I’d been a writer and editor for 30 years, so how hard could teaching possibly be? Ha!

I’m closing out my first semester (don’t tell my students that they’re my test rats) as an adjunct instructor teaching editing. Have I ever learned a lot.

I thought the tough part was getting the gig in the first place in this fractured economy, with seasoned journalists being pitched over the side daily as if they were the detritus scooped up in fishing nets. The first challenge came in building the dreaded syllabus. There was the 200-page university policy guide to digest first, and a dozen crucial caveats that needed to be worded just so, to ensure the students knew what to expect and what was expected of them (mainly the latter). That accomplished, the real question was: What would I do with 45 hours of class time?

Thinking back to effective teaching regimens I’ve encountered, my first thought, of course, was of the Dow Jones crash course of 1976. Dr. Ed Trayes took a group of raw recruits (well, I was raw) and turned them into ready-for-primetime editors. Lots of drills, lots of editing, lots of repetitions, not unlike a team running through the playbook over and over until muscle memory takes over.
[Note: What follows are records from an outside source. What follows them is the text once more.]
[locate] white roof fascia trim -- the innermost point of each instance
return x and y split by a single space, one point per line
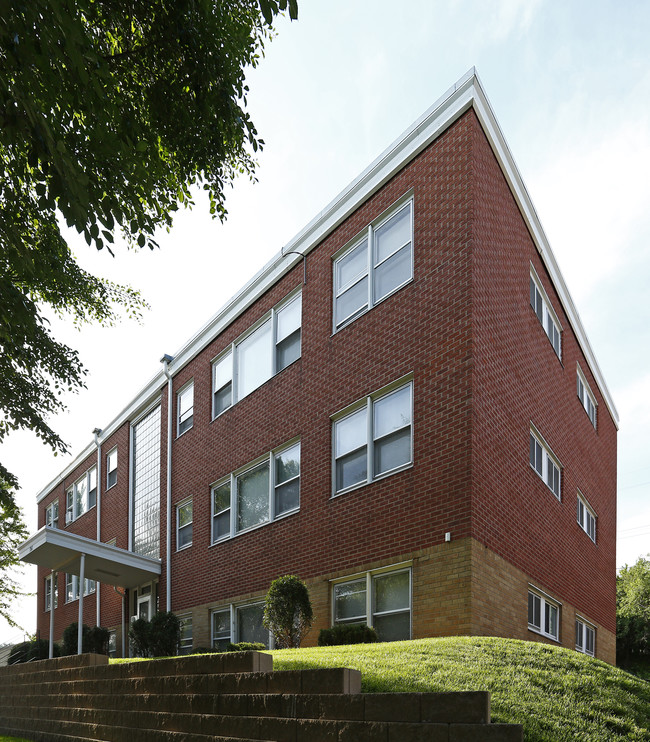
466 93
502 152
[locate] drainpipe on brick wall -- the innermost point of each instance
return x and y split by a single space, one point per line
166 360
98 505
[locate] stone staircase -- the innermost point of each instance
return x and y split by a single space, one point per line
233 697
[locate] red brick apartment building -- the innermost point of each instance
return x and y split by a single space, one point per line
402 408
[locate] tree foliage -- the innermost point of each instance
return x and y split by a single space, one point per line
12 533
110 114
633 611
287 611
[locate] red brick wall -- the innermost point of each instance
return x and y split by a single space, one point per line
518 379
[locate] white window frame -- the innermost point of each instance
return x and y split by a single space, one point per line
585 636
586 517
369 234
72 507
369 577
52 514
545 313
368 403
232 353
269 460
186 642
187 526
111 468
546 606
232 610
587 397
51 588
545 463
184 418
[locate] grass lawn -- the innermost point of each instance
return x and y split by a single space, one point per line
557 694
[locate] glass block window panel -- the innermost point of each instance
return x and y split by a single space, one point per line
288 322
249 624
111 468
392 430
350 602
221 637
184 525
146 485
253 497
221 511
185 408
287 480
222 384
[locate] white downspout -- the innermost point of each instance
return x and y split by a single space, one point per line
96 434
166 360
Now it’s time to bring on the students. My course is a prerequisite for journalism majors. They are almost all juniors, but it’s not clear that they pay much attention to the news. Fundamentals of grammar and usage seem about as familiar as the major cities of Turkmenistan.

W.W.E.T.D. (What would Ed Trayes do?) I gave them maps. The empty U.S. map (fill in the states). Western Europe. South America. The Middle East. We followed the textbook: verbs, tenses, moods, punctuation. I stressed the things that I knew, from 30 years of observation, that professional writers quite often get wrong. We mined the rich veins of the AP Stylebook (abbreviations, capitalization et al).

The class took on a certain form that the students seemed to find familiar and comfortable: A quiz, a lecture, a drill. Gradually there emerged … a learning curve! They began to change “pled” to “pleaded,” to edit out “allegedly” and to change errors they weren’t sure about into different wording that eliminated the problem. They would sneer at clichés.

And then, they began to nail the news questions on the quizzes. Before class one day, I overheard two students in animated conversation. “Are they putting the automakers in the bailout?” one asked. Quiet to a fault through the early part of the semester, they began to emerge. “Can we review the quizzes in class?” a student asked. A reasonable request. We added a discussion of the way, or ways, the questions could be correctly answered. The news questions became a starting point for an examination of the big, big, big issues of the day and a realization of the momentous time we were in – a historic presidential election, a calamitous economy.

I began to see that along with transferring the nuts and bolts of taming language and sniffing out factual blunders, the class was instilling a thirst for understanding how the world fit together from day to day, year to year. Isn’t that the best lesson in journalism?